Asian markets mostly rose on Tuesday, rebounding from a heavy sell-off the previous day, while there was some relief from news that Chinese manufacturing activity hit a five-month high in July.
Investors reversed earlier losses that were fuelled by renewed concerns that the weight of eurozone sovereign debt would force Spain to seek a full state bailout.
However, trade remained cautious after ratings agency Moody’s downgraded its outlook for Germany, delivering a stark warning that not even Europe’s largest and most pivotal economy was immune from the rolling crisis.
Tokyo ended 0.24 percent, or 20.23 points, lower at 8,488.09, but Seoul added 0.25 percent, or 4.49 points, to 1,793.93 and Sydney climbed 0.10 percent, or 4.3 points, to 4,133.2.
Hong Kong, which opened at 1:00 pm (0500 GMT) after a severe typhoon hit the southern Chinese business hub, was 0.21 percent higher and Shanghai advanced 0.35 percent.

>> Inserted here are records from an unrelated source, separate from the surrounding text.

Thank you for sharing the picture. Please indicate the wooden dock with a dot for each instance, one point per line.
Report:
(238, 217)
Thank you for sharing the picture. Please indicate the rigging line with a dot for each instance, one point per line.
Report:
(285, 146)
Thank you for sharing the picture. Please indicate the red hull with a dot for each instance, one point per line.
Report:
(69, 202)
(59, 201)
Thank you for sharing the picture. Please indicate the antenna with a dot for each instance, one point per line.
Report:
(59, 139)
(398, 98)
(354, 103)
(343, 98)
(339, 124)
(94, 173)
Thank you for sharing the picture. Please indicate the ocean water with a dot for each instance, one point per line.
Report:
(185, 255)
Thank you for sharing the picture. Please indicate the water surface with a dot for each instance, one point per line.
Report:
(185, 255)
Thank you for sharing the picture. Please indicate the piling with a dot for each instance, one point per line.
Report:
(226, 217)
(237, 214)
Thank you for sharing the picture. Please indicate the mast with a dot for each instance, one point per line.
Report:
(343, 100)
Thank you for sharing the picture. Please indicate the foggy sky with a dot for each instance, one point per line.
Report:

In Europe the focus is now on Spain, which saw its borrowing costs on Monday climb to a high considered unsustainable, sparking fears that the eurozone’s fourth-largest economy may require a bailout.
The yield — the rate of return investors earn — on the benchmark Spanish 10-year government bond jumped to 7.498 percent from 7.225 percent on Friday, well above the 7.0 percent danger level for long-term funding.
Madrid’s troubles sent global markets spiralling downward on Monday amid fears of another economic downturn.
Adding to the gloom was news that Moody’s Investors Services revised to negative from stable its outlook on the sovereign ratings of Germany, the Netherlands and Luxembourg.
Eyes were also on Greece, with auditors from the European Union, International Monetary Fund and the European Central Bank due in Athens this week for another inspection of the new government’s economic programme.
The report will determine whether Greece will receive fresh loans of 31.5 billion euros by September due under its debt rescue programme.
In the United States, the Dow Jones Industrial Average fell 0.79 percent, while European stocks took a pummelling, with London’s benchmark FTSE 100 index of top companies down 2.09 percent and the DAX 30 in Frankfurt losing 3.18 percent.
However, there was a little respite from the recent bad news, with banking giant HSBC saying that its Purchasing Managers’ Index (PMI) for July — which measures manufacturing activity — had hit a five-month high this month.
The preliminary figures hit 49.5 in July, well up from the 48.2 recorded in June, which HSBC said indicated that government measures to boost economic growth, including interest rate cuts, were working.
A PMI reading above 50 indicates expansion, while a reading below 50 points indicates contraction, and while the data is negative it provides some hope that the country’s manufacturing sector is heading in the right direction.
On currency markets the euro, which hit a 12-year low against the yen on Monday, bought $1.2110 and 94.80 yen in Tokyo morning trade, down from $1.2137 and 95.13 yen in New York.
However it was an improvement from Asian trade Monday when it dropped to 94.24 yen, its lowest level since November 2000.
The dollar traded at 78.30 yen, against 78.37 yen on Monday, as the Japanese currency is increasingly seen as a safe-haven unit amid turmoil in Europe and an uncertain US economic recovery.
The swings on the currency markets came as Japan’s Finance Minister Jun Azumi repeated warnings about the yen’s soaring value and hinted at another possible currency market intervention in a bid to tame the unit.
“We will not rule out any measures against excessive moves and will take decisive action when that’s deemed necessary,” he told reporters.
Oil was on the up. New York’s main contract, light sweet crude for September delivery, gained 73 cents to $88.87 a barrel in afternoon trade and Brent North Sea crude for delivery in September was $1.10 higher at $104.36.
Gold was at $1,576.40 at 0620 GMT from $1,571.22 on Monday.
In other markets:
– Taipei fell 0.29 percent, or 20.38 points, to 7,008.35.
Leading smartphone maker HTC shed 2.26 percent to close at Tw$280.5 while Taiwan Semiconductor Manufacturing Co was 0.67 percent higher at Tw$74.8.
– Wellington eased 0.13 percent, or 4.66 points, to 3,460.70.
Telecom lost 0.6 percent to NZ$2.525, Air New Zealand was up 0.55 percent at NZ$0.91 and Fletcher Building was steady at NZ$5.81.